Okay, I'm going to be a total dick for a moment. I've worked on a lot of movies and I can tell you the biggest mistake one can make is trying to do something beyond their scope/range/budget. When you say you don't have a lot of money and you want to shoot it at home, then you say you want to do a parade scene that is literally one of biggest things one could produce for a sequence, it makes me nervous.
if you're a miniature, green screen, and compositing whiz, or you really like the idea of learning to do that stuff and like a challenge, by all means you should do it. I think you should decide what you want feel when you have a finished product. Do you want something for yourself and friends to enjoy, something that shows the work you put in even if it isn't perfect? Or do you want something that could go viral and get you attention? Something in between?

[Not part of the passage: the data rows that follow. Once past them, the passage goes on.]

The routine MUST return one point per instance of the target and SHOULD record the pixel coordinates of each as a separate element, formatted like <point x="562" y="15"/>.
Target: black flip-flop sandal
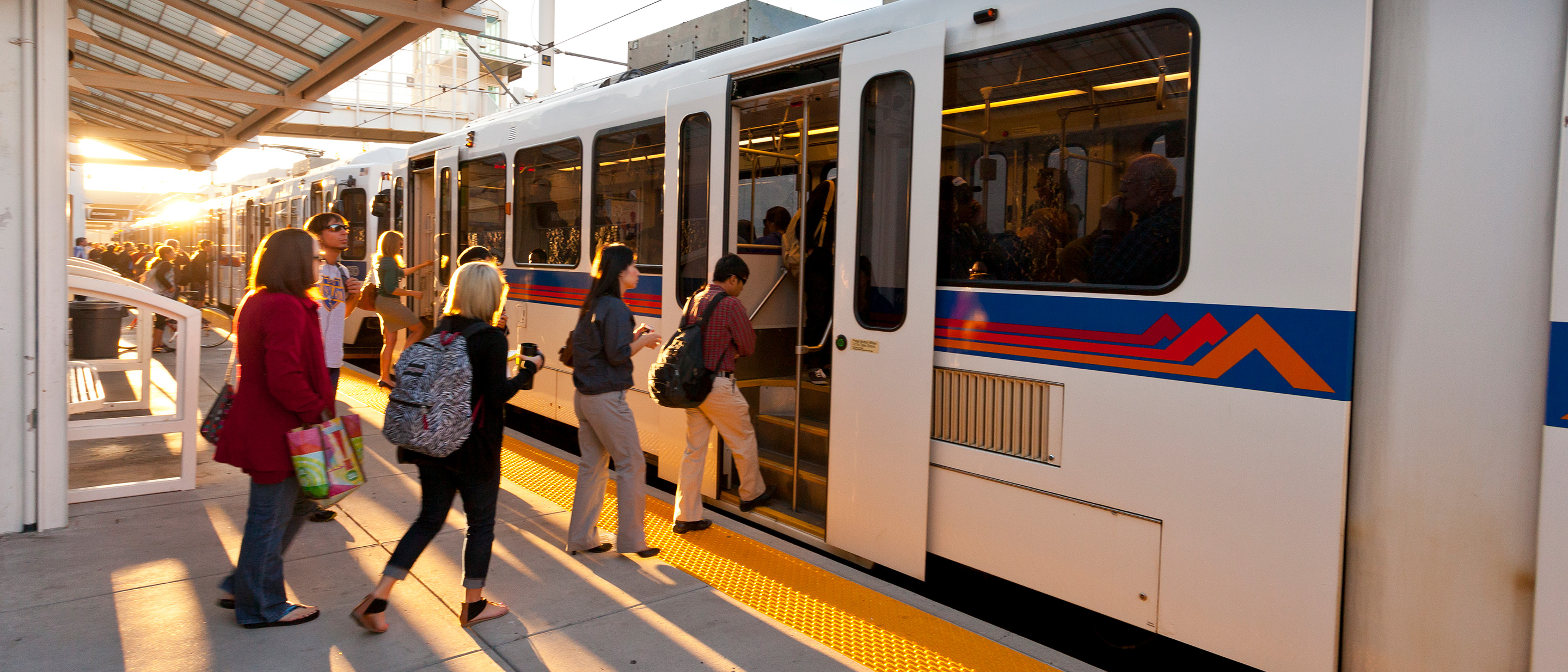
<point x="280" y="624"/>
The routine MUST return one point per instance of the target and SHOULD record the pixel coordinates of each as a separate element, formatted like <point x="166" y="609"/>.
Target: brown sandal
<point x="369" y="605"/>
<point x="471" y="613"/>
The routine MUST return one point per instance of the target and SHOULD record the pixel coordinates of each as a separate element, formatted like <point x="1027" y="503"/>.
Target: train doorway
<point x="783" y="173"/>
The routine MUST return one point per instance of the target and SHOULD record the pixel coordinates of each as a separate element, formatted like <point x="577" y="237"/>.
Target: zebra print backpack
<point x="432" y="409"/>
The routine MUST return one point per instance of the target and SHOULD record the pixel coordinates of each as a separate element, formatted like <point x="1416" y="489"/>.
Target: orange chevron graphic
<point x="1257" y="335"/>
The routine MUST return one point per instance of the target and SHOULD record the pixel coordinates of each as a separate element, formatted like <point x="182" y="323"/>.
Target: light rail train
<point x="1062" y="322"/>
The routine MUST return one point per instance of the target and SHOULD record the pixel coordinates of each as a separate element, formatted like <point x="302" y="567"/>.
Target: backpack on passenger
<point x="432" y="409"/>
<point x="679" y="379"/>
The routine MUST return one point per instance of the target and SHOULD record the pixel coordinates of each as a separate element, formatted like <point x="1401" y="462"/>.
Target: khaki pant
<point x="730" y="412"/>
<point x="606" y="429"/>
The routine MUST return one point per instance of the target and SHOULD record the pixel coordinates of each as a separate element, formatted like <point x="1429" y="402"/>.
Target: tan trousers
<point x="730" y="412"/>
<point x="606" y="429"/>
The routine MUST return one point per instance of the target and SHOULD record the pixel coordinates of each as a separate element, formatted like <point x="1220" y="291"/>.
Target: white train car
<point x="1081" y="332"/>
<point x="355" y="187"/>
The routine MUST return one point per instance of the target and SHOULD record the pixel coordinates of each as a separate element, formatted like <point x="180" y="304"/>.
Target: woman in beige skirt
<point x="394" y="315"/>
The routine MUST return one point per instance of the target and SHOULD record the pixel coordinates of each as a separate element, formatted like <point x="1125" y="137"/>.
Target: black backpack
<point x="679" y="377"/>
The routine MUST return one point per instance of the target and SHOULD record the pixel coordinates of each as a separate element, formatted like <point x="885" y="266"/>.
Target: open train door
<point x="885" y="296"/>
<point x="697" y="121"/>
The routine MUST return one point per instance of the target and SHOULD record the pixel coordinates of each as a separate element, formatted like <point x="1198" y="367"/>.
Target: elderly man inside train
<point x="1122" y="252"/>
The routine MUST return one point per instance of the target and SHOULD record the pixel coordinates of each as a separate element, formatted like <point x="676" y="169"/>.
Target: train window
<point x="1111" y="212"/>
<point x="549" y="198"/>
<point x="355" y="212"/>
<point x="397" y="205"/>
<point x="882" y="236"/>
<point x="444" y="228"/>
<point x="482" y="205"/>
<point x="629" y="191"/>
<point x="697" y="164"/>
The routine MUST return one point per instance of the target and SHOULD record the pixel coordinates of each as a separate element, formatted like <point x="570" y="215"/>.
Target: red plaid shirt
<point x="728" y="333"/>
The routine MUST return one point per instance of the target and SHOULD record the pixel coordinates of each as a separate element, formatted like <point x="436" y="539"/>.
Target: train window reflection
<point x="549" y="195"/>
<point x="629" y="191"/>
<point x="482" y="205"/>
<point x="355" y="212"/>
<point x="882" y="237"/>
<point x="1109" y="211"/>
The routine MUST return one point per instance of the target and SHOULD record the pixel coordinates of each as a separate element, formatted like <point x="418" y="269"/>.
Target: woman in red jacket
<point x="283" y="387"/>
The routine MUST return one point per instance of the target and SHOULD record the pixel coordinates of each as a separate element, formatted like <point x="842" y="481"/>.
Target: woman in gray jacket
<point x="603" y="347"/>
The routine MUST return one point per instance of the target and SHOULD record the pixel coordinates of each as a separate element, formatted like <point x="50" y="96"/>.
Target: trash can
<point x="95" y="329"/>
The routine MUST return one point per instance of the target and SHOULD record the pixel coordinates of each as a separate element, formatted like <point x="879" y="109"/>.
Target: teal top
<point x="388" y="275"/>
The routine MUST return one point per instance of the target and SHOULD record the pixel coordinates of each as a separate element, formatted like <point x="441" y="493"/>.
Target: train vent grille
<point x="1000" y="413"/>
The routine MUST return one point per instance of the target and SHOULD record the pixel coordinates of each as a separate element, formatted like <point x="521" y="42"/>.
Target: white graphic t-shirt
<point x="334" y="301"/>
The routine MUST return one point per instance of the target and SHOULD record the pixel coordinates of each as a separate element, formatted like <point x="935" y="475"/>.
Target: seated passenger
<point x="774" y="225"/>
<point x="1150" y="252"/>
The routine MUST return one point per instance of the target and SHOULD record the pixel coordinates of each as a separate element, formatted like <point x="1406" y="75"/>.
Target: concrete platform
<point x="131" y="586"/>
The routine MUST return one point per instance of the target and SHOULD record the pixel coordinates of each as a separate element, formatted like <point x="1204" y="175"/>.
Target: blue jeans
<point x="438" y="486"/>
<point x="270" y="525"/>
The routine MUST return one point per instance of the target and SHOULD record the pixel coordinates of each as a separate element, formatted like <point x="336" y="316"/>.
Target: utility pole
<point x="546" y="66"/>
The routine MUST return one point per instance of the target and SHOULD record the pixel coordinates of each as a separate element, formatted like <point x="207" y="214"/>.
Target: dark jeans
<point x="438" y="486"/>
<point x="270" y="525"/>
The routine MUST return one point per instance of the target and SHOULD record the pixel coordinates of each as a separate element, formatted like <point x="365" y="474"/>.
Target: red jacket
<point x="283" y="383"/>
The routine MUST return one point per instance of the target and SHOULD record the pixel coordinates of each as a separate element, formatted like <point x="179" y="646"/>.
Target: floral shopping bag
<point x="328" y="459"/>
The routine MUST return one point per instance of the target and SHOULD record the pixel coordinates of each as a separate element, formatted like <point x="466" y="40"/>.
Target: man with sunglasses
<point x="336" y="285"/>
<point x="726" y="335"/>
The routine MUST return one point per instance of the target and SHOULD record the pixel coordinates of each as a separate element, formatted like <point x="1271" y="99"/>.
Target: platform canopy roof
<point x="179" y="82"/>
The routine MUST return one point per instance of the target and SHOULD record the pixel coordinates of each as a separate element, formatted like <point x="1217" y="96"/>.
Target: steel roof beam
<point x="179" y="41"/>
<point x="428" y="13"/>
<point x="99" y="132"/>
<point x="236" y="26"/>
<point x="195" y="90"/>
<point x="328" y="18"/>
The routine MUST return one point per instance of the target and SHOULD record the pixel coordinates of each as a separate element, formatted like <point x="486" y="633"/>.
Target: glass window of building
<point x="549" y="197"/>
<point x="629" y="191"/>
<point x="1109" y="212"/>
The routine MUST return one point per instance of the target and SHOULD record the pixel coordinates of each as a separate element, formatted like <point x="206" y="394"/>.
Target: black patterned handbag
<point x="212" y="423"/>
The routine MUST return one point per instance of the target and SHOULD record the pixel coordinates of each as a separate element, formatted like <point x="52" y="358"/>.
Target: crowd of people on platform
<point x="289" y="354"/>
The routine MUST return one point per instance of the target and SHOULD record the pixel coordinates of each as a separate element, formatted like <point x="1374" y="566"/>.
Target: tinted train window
<point x="697" y="164"/>
<point x="882" y="236"/>
<point x="355" y="212"/>
<point x="629" y="191"/>
<point x="482" y="205"/>
<point x="549" y="198"/>
<point x="1116" y="214"/>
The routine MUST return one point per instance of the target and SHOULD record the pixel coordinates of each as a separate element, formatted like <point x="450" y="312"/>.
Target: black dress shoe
<point x="683" y="527"/>
<point x="761" y="500"/>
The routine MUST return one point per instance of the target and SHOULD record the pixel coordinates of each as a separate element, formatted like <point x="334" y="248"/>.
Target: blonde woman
<point x="394" y="315"/>
<point x="474" y="470"/>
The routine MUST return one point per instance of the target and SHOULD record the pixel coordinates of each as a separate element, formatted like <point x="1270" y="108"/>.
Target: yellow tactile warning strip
<point x="868" y="627"/>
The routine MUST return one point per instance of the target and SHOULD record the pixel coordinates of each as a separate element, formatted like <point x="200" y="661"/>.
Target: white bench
<point x="84" y="390"/>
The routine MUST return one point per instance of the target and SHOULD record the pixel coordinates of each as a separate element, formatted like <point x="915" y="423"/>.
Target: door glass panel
<point x="692" y="208"/>
<point x="444" y="228"/>
<point x="482" y="205"/>
<point x="355" y="212"/>
<point x="629" y="191"/>
<point x="882" y="239"/>
<point x="549" y="197"/>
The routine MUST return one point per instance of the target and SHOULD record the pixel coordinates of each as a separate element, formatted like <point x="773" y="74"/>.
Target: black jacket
<point x="480" y="453"/>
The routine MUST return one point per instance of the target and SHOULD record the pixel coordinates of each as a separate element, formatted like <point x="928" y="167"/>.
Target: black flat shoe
<point x="761" y="500"/>
<point x="281" y="624"/>
<point x="599" y="548"/>
<point x="683" y="527"/>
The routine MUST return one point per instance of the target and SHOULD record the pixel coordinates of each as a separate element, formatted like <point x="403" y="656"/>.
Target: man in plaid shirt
<point x="725" y="337"/>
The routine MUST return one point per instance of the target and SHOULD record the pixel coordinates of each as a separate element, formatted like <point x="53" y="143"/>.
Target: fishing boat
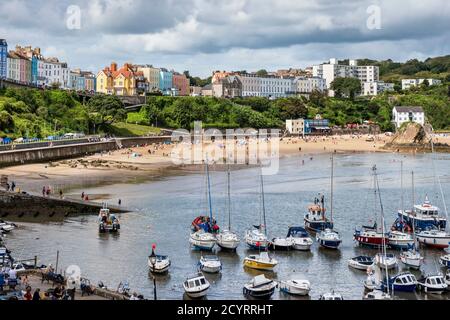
<point x="295" y="287"/>
<point x="281" y="244"/>
<point x="260" y="262"/>
<point x="157" y="263"/>
<point x="204" y="228"/>
<point x="260" y="288"/>
<point x="403" y="282"/>
<point x="386" y="261"/>
<point x="107" y="222"/>
<point x="432" y="284"/>
<point x="301" y="240"/>
<point x="361" y="262"/>
<point x="331" y="296"/>
<point x="377" y="295"/>
<point x="227" y="239"/>
<point x="210" y="264"/>
<point x="196" y="286"/>
<point x="434" y="238"/>
<point x="329" y="239"/>
<point x="257" y="238"/>
<point x="445" y="261"/>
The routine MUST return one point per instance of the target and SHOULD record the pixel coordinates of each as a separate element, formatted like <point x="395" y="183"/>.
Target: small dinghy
<point x="210" y="264"/>
<point x="300" y="239"/>
<point x="432" y="284"/>
<point x="331" y="296"/>
<point x="403" y="282"/>
<point x="361" y="262"/>
<point x="260" y="262"/>
<point x="377" y="295"/>
<point x="445" y="261"/>
<point x="196" y="286"/>
<point x="386" y="261"/>
<point x="295" y="287"/>
<point x="202" y="240"/>
<point x="157" y="263"/>
<point x="329" y="239"/>
<point x="281" y="244"/>
<point x="260" y="288"/>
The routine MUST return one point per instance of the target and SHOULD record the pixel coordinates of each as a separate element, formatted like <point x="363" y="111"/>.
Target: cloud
<point x="204" y="35"/>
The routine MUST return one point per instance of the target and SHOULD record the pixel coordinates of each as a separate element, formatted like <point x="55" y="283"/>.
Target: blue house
<point x="165" y="80"/>
<point x="3" y="59"/>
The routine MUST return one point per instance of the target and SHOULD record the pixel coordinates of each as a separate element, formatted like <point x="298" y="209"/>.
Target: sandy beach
<point x="145" y="163"/>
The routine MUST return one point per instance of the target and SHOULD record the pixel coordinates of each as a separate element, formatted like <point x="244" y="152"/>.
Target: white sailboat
<point x="228" y="239"/>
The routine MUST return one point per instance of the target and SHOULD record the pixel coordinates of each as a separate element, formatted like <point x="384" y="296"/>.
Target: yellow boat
<point x="260" y="262"/>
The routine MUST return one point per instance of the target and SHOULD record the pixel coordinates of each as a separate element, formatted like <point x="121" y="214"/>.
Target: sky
<point x="206" y="35"/>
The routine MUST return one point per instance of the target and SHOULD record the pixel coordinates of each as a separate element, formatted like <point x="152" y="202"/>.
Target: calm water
<point x="165" y="209"/>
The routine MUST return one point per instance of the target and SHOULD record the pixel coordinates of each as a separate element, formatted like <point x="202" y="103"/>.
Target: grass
<point x="122" y="129"/>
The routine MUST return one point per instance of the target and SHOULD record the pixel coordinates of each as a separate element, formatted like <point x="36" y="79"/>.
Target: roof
<point x="409" y="109"/>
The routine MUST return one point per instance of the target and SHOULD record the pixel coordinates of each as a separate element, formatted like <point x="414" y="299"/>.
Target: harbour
<point x="162" y="212"/>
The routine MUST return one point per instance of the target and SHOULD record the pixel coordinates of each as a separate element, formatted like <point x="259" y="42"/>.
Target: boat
<point x="400" y="240"/>
<point x="386" y="261"/>
<point x="260" y="262"/>
<point x="227" y="239"/>
<point x="403" y="282"/>
<point x="260" y="288"/>
<point x="210" y="264"/>
<point x="107" y="222"/>
<point x="361" y="262"/>
<point x="432" y="284"/>
<point x="196" y="286"/>
<point x="331" y="296"/>
<point x="377" y="295"/>
<point x="202" y="240"/>
<point x="300" y="239"/>
<point x="329" y="239"/>
<point x="445" y="261"/>
<point x="295" y="287"/>
<point x="157" y="263"/>
<point x="204" y="228"/>
<point x="257" y="238"/>
<point x="281" y="244"/>
<point x="434" y="238"/>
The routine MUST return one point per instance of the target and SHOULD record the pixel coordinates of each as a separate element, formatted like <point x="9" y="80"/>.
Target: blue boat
<point x="403" y="282"/>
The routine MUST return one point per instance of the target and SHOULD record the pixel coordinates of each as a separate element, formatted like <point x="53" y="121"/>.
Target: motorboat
<point x="315" y="219"/>
<point x="377" y="295"/>
<point x="424" y="216"/>
<point x="256" y="239"/>
<point x="158" y="264"/>
<point x="432" y="284"/>
<point x="411" y="258"/>
<point x="403" y="282"/>
<point x="400" y="240"/>
<point x="196" y="286"/>
<point x="228" y="240"/>
<point x="331" y="296"/>
<point x="329" y="239"/>
<point x="445" y="261"/>
<point x="210" y="264"/>
<point x="281" y="244"/>
<point x="295" y="287"/>
<point x="107" y="222"/>
<point x="260" y="288"/>
<point x="434" y="238"/>
<point x="386" y="261"/>
<point x="361" y="262"/>
<point x="301" y="240"/>
<point x="260" y="262"/>
<point x="202" y="240"/>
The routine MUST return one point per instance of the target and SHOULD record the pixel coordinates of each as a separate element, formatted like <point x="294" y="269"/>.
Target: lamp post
<point x="153" y="263"/>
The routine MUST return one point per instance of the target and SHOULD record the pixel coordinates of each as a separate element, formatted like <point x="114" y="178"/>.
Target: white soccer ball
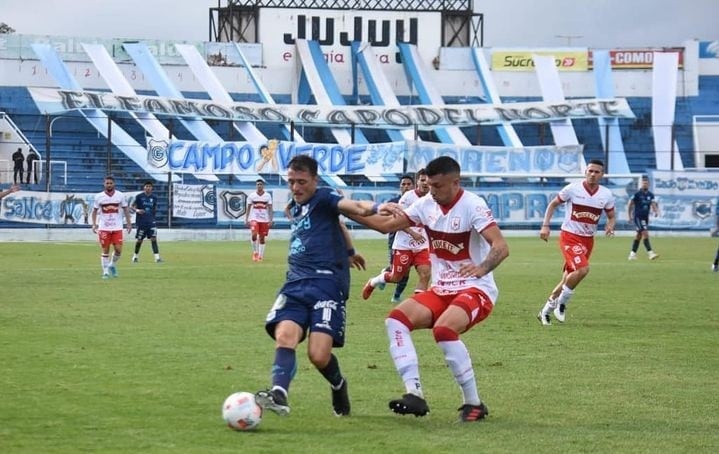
<point x="241" y="412"/>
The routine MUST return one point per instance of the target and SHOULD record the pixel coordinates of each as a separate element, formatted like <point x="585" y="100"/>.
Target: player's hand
<point x="470" y="270"/>
<point x="357" y="261"/>
<point x="390" y="209"/>
<point x="544" y="232"/>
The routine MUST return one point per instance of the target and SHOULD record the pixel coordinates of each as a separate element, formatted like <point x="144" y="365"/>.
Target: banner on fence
<point x="193" y="201"/>
<point x="55" y="208"/>
<point x="426" y="117"/>
<point x="244" y="158"/>
<point x="476" y="160"/>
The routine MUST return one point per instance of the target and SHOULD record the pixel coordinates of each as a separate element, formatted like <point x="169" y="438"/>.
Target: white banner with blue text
<point x="244" y="158"/>
<point x="56" y="208"/>
<point x="475" y="160"/>
<point x="425" y="117"/>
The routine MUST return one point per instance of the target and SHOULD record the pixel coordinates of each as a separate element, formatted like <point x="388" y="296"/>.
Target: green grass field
<point x="142" y="363"/>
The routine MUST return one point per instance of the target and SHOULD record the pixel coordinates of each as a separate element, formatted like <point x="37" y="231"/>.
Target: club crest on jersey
<point x="455" y="223"/>
<point x="580" y="215"/>
<point x="448" y="246"/>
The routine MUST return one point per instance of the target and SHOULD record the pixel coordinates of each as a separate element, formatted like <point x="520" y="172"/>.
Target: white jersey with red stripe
<point x="260" y="206"/>
<point x="584" y="207"/>
<point x="110" y="210"/>
<point x="404" y="241"/>
<point x="455" y="239"/>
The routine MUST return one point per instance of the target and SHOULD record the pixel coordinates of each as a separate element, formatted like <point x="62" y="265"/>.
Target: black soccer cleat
<point x="274" y="400"/>
<point x="409" y="404"/>
<point x="469" y="413"/>
<point x="341" y="400"/>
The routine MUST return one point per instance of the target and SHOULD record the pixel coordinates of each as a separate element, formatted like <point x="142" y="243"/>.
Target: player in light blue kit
<point x="311" y="303"/>
<point x="145" y="206"/>
<point x="638" y="211"/>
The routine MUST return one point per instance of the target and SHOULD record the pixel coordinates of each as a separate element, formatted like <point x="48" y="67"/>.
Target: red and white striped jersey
<point x="260" y="206"/>
<point x="584" y="207"/>
<point x="454" y="239"/>
<point x="402" y="240"/>
<point x="110" y="210"/>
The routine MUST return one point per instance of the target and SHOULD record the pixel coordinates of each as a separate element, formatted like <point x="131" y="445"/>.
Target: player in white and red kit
<point x="110" y="206"/>
<point x="465" y="246"/>
<point x="585" y="201"/>
<point x="259" y="217"/>
<point x="409" y="248"/>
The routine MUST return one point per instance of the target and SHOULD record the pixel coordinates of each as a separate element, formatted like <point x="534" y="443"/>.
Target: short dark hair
<point x="443" y="165"/>
<point x="303" y="163"/>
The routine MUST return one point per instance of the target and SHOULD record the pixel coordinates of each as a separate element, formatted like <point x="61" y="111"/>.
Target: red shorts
<point x="403" y="260"/>
<point x="110" y="237"/>
<point x="475" y="303"/>
<point x="261" y="228"/>
<point x="576" y="250"/>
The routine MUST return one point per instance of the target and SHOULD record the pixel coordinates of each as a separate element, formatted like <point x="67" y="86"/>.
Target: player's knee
<point x="444" y="334"/>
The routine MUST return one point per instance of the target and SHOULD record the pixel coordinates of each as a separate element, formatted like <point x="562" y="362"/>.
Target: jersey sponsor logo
<point x="456" y="221"/>
<point x="584" y="216"/>
<point x="296" y="247"/>
<point x="448" y="246"/>
<point x="110" y="208"/>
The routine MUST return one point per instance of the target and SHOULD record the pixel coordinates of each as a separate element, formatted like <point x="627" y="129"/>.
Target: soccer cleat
<point x="468" y="413"/>
<point x="274" y="400"/>
<point x="367" y="290"/>
<point x="341" y="400"/>
<point x="409" y="404"/>
<point x="544" y="318"/>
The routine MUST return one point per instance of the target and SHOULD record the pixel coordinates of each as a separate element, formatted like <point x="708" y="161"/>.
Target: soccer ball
<point x="241" y="412"/>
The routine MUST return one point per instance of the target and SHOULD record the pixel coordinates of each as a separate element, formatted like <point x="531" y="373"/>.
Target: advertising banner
<point x="279" y="28"/>
<point x="193" y="201"/>
<point x="569" y="59"/>
<point x="637" y="58"/>
<point x="476" y="160"/>
<point x="56" y="208"/>
<point x="244" y="158"/>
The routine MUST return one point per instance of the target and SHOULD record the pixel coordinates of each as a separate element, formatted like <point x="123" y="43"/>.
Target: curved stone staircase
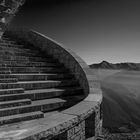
<point x="47" y="92"/>
<point x="32" y="83"/>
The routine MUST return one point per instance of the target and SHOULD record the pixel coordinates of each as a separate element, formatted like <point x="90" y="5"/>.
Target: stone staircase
<point x="32" y="84"/>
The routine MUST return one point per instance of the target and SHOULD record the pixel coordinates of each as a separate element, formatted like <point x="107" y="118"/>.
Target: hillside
<point x="121" y="100"/>
<point x="107" y="65"/>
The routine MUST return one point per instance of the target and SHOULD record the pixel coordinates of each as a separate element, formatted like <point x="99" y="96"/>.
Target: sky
<point x="96" y="30"/>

i think you decide that first, then from there develop and idea that plays to that, and most importantly, can be done with what you have available. Again, ignore me if you want this to be your version of film school as you try things you've never done before. That's fully legit. But so is doing something smaller in scope if you worry your production assets are thin.
Theres a ton of single-room shorts and stories out there. Me, personally, I'd build one great set I know I could make work and not try to create a battle from thin air. A one room short can still be full of tension-- a rebel and an imperial are trapped in an escape Pod together, a Jedi is trapped in a cell and has to escape, two rebels have vital information to deliver but their ship is dead in space and life support is failing, smugglers hide with their cargo waiting for an imperial inspection team to pass, etc.
Want to expand the scope from there? Go outside and find a place in your area without people or structures-- forest, desert, rocky hills, whatever is by you-- now you have a sparsely populated planet.
Doesnone of your parents or friends or somebody work someplace like a factory, warehouse, sterile office, hospital? Any of those places could work if you can steal a couple shots to set up some scope-- long halls always feel like they are part of something.
I'd take stock of what you have available and what sort of product you want at the end and go from there.
Or, again, ignore me and have fun. I over think these things.